What is 1945 to 1949?Show answer
The Second World War ended with two decisions that defined the coming era. First, the victorious powers created the United Nations in June 1945, a collective-security institution designed to stop another world war through the Security Council and international law. Its weakness was built in from the start: the five permanent members (the United States, the Soviet Union, Britain, France and China) each held a veto, which meant the UN could be paralysed whenever the superpowers disagreed. Second, the atomic bombings of Hiroshima and Nagasaki in August 1945 opened the nuclear age, giving the rivalry that followed the capacity for total destruction.
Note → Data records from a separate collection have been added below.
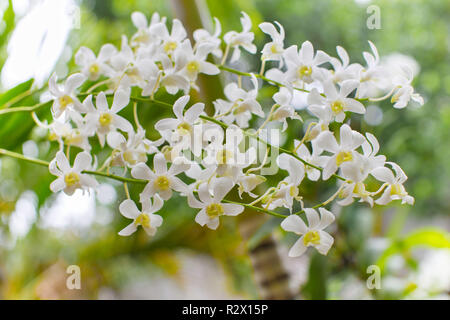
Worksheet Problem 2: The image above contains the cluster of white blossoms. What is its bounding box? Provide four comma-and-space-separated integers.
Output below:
43, 11, 422, 257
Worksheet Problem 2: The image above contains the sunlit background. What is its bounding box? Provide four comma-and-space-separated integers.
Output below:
0, 0, 449, 299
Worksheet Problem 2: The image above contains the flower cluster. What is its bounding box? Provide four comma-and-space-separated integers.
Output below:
43, 11, 422, 257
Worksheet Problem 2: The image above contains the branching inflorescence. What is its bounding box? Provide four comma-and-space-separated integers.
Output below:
1, 11, 423, 257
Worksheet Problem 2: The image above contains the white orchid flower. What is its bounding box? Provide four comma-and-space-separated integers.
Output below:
259, 21, 285, 65
268, 153, 305, 211
356, 41, 390, 98
307, 80, 365, 123
130, 11, 165, 46
49, 72, 86, 118
176, 40, 220, 82
155, 95, 205, 155
315, 124, 365, 180
284, 41, 329, 85
271, 87, 302, 131
84, 90, 133, 146
193, 17, 222, 58
75, 44, 116, 81
371, 162, 414, 205
215, 75, 264, 128
188, 178, 243, 230
152, 19, 187, 55
224, 12, 257, 62
118, 196, 164, 236
281, 208, 335, 256
49, 151, 98, 195
294, 139, 327, 181
339, 160, 374, 207
390, 66, 424, 109
328, 46, 361, 84
131, 153, 190, 201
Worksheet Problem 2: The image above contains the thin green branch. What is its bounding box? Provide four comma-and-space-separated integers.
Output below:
0, 148, 146, 185
222, 199, 287, 218
218, 64, 368, 102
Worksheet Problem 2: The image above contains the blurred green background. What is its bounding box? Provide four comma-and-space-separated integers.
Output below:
0, 0, 448, 299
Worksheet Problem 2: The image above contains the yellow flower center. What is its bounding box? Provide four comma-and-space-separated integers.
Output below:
391, 93, 400, 103
164, 41, 177, 52
177, 122, 192, 135
89, 63, 100, 74
59, 95, 73, 110
353, 182, 370, 197
99, 113, 113, 126
154, 175, 170, 191
331, 100, 344, 114
336, 151, 353, 166
206, 203, 224, 218
298, 65, 312, 78
270, 44, 280, 54
64, 172, 80, 187
303, 230, 321, 246
123, 151, 137, 165
390, 183, 405, 196
48, 132, 58, 141
233, 104, 246, 115
216, 149, 234, 165
186, 61, 200, 73
134, 213, 151, 228
289, 185, 299, 197
64, 132, 83, 146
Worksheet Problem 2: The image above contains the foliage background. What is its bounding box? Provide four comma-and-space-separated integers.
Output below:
0, 0, 448, 299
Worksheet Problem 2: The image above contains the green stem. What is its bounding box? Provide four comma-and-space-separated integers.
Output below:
0, 100, 51, 115
218, 64, 368, 102
0, 147, 291, 218
0, 148, 146, 185
223, 199, 287, 218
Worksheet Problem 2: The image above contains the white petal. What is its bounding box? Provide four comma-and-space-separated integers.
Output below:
153, 153, 167, 175
155, 118, 179, 131
65, 73, 86, 93
184, 102, 204, 123
315, 231, 334, 255
195, 209, 209, 226
199, 61, 220, 75
111, 89, 130, 113
212, 178, 234, 201
170, 176, 188, 193
50, 177, 65, 193
222, 203, 244, 216
198, 183, 212, 204
371, 167, 395, 184
131, 11, 147, 29
317, 208, 335, 229
305, 208, 320, 229
150, 214, 163, 228
106, 131, 126, 149
316, 131, 339, 153
73, 151, 92, 172
118, 223, 138, 236
344, 98, 365, 114
281, 215, 307, 234
119, 199, 140, 219
288, 237, 308, 257
173, 95, 190, 119
131, 163, 154, 180
206, 218, 220, 230
55, 151, 71, 172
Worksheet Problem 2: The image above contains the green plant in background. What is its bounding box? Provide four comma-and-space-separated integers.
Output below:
0, 0, 448, 300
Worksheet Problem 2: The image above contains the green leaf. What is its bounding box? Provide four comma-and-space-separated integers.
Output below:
0, 79, 34, 108
377, 228, 450, 272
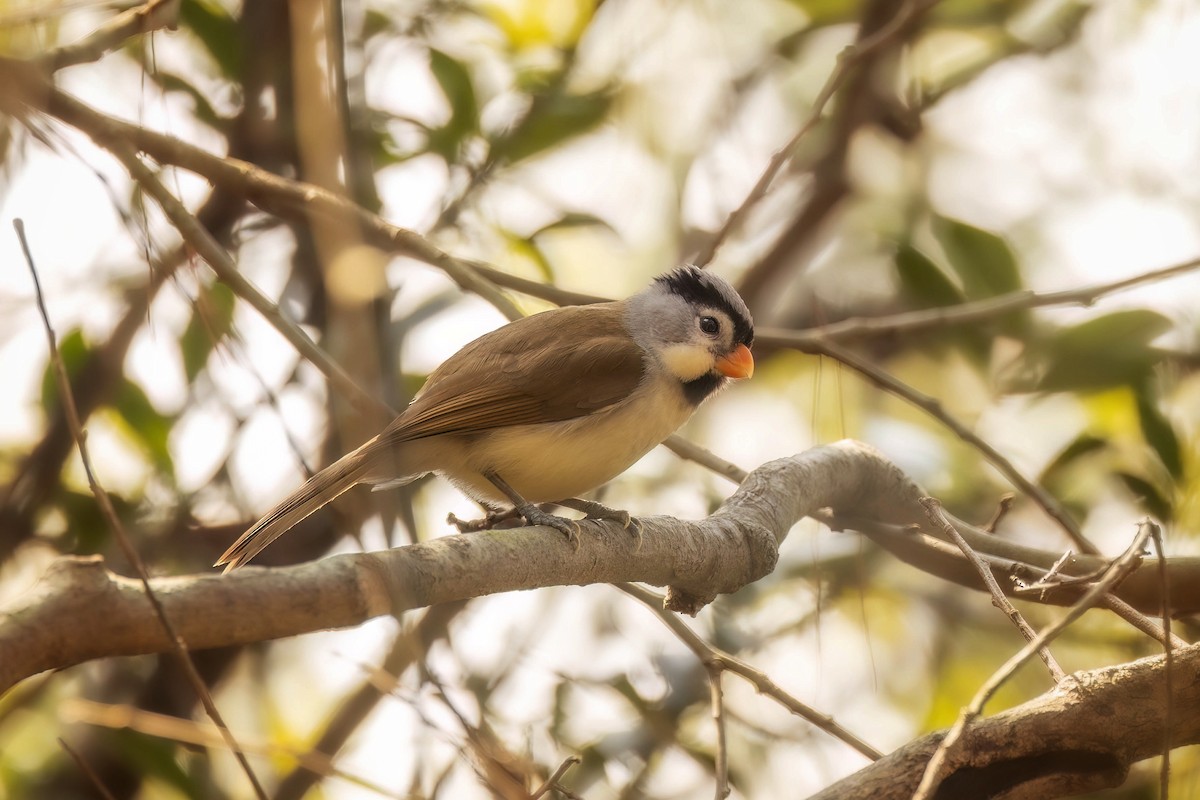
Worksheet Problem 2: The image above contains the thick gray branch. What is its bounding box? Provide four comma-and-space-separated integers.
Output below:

What is 1949 to 1989?Show answer
For four decades the order was bipolar: two superpowers, each leading an alliance bloc, competing across every continent without fighting each other directly. The rivalry was exported into proxy conflicts: the Korean War (1950-53), the Cuban Missile Crisis (1962) which brought the world closest to nuclear war, and the Vietnam War, in which the United States was directly involved from 1965 to 1973. Periods of confrontation alternated with periods of detente (1969-79), which produced the SALT arms-control treaties and the Helsinki Accords. The Soviet invasion of Afghanistan in 1979 ended detente, and the early 1980s saw renewed tension before the reforming leadership of Mikhail Gorbachev opened arms-reduction talks with Ronald Reagan from 1985.
What is 1989 to 1991?Show answer
The bipolar order collapsed with remarkable speed. The revolutions of 1989 swept communist governments from power across Eastern Europe, symbolised by the fall of the Berlin Wall on 9 November 1989. Germany reunified in 1990, and the Soviet Union itself dissolved on 25 December 1991. The defining structure of the postwar world, the contest between two superpowers, simply ended.
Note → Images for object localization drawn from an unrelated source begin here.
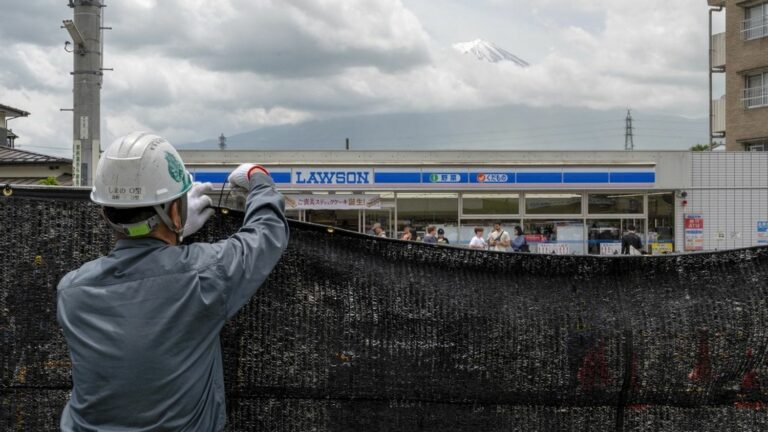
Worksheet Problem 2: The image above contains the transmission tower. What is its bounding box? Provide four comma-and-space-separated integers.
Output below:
624, 109, 634, 151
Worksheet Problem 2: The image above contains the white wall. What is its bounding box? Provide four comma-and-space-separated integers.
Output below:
679, 152, 768, 251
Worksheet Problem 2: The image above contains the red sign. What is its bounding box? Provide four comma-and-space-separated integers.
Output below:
684, 217, 703, 230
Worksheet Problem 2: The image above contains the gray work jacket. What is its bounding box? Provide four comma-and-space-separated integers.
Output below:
57, 173, 288, 432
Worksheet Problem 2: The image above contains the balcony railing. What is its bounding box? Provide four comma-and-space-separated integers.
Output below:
743, 86, 768, 108
742, 15, 768, 40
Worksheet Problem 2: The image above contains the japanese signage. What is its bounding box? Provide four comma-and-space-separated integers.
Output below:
651, 242, 674, 255
684, 213, 704, 251
758, 221, 768, 245
536, 243, 571, 255
600, 243, 622, 256
285, 194, 381, 210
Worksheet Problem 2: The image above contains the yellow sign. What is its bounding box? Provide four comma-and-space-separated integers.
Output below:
651, 242, 674, 255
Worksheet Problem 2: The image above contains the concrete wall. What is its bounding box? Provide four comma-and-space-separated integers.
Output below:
681, 152, 768, 249
723, 0, 768, 150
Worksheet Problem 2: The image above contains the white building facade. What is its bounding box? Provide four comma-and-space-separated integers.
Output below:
179, 150, 768, 255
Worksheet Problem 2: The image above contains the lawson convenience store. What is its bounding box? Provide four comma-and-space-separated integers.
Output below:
180, 150, 691, 255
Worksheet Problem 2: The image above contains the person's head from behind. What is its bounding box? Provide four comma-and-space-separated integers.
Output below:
403, 226, 411, 234
437, 228, 445, 237
627, 225, 636, 232
514, 226, 524, 236
427, 225, 436, 235
91, 132, 193, 246
474, 227, 484, 237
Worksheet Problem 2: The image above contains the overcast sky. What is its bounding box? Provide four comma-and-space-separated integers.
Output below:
1, 0, 724, 157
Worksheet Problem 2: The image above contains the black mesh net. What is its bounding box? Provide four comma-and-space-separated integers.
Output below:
2, 187, 768, 431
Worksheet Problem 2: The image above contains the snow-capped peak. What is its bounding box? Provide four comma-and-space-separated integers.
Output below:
453, 39, 529, 67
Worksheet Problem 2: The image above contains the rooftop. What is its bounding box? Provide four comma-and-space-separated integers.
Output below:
0, 103, 30, 118
0, 146, 71, 165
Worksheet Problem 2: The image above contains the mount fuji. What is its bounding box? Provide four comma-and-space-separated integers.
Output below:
453, 39, 529, 67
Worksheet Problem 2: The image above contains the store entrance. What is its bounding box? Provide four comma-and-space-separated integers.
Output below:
305, 210, 360, 233
587, 218, 646, 255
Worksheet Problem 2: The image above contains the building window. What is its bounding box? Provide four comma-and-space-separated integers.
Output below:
586, 219, 646, 255
461, 193, 519, 216
525, 193, 582, 215
744, 72, 768, 108
744, 141, 768, 151
743, 2, 768, 40
523, 219, 585, 255
396, 193, 459, 243
588, 193, 644, 214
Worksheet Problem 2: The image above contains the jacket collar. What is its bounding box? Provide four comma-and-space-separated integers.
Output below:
113, 237, 170, 251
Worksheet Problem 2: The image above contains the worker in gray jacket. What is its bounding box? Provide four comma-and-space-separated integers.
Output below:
57, 132, 289, 432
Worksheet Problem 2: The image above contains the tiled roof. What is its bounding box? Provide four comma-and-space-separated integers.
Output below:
0, 174, 73, 186
0, 103, 30, 117
0, 146, 71, 165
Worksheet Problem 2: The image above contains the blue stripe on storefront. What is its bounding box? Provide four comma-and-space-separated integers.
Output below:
192, 172, 292, 184
610, 172, 655, 183
374, 172, 422, 183
192, 172, 228, 183
270, 172, 292, 183
563, 172, 610, 183
516, 172, 563, 183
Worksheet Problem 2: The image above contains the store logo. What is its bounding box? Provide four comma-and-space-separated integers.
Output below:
294, 170, 372, 185
476, 173, 509, 183
429, 173, 462, 183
What is 1991 to 2001?Show answer
The collapse of the USSR left the United States as the sole superpower. This unipolar moment saw the rapid spread of US-led globalisation through new institutions and agreements such as NAFTA (1994) and the World Trade Organization (1995), and the expansion of the European Union. Yet the decade also exposed the limits of a single power: the Gulf War (1990-91) showed US military dominance, but the Rwandan genocide (1994) and the Yugoslav wars (1991-2001) showed that no power could or would police every conflict.
What is 2001 to 2010?Show answer
The September 11, 2001 attacks on the United States reoriented the order around terrorism and security. The US-led invasions of Afghanistan (2001) and Iraq (2003) committed Western powers to long, costly wars, while the Global Financial Crisis of 2007-08 damaged confidence in the Western economic model and accelerated the relative rise of China.
What is decolonisation across the whole period?Show answer
Running underneath these phases was decolonisation, the dismantling of the European empires. India and Pakistan became independent in 1947, Ghana in 1957, and 1960 was the Year of Africa, when seventeen colonies gained independence. By the mid-1960s most of Africa was independent. Many new states sought non-alignment, refusing to join either Cold War bloc, which reshaped the order by adding dozens of new actors to world affairs.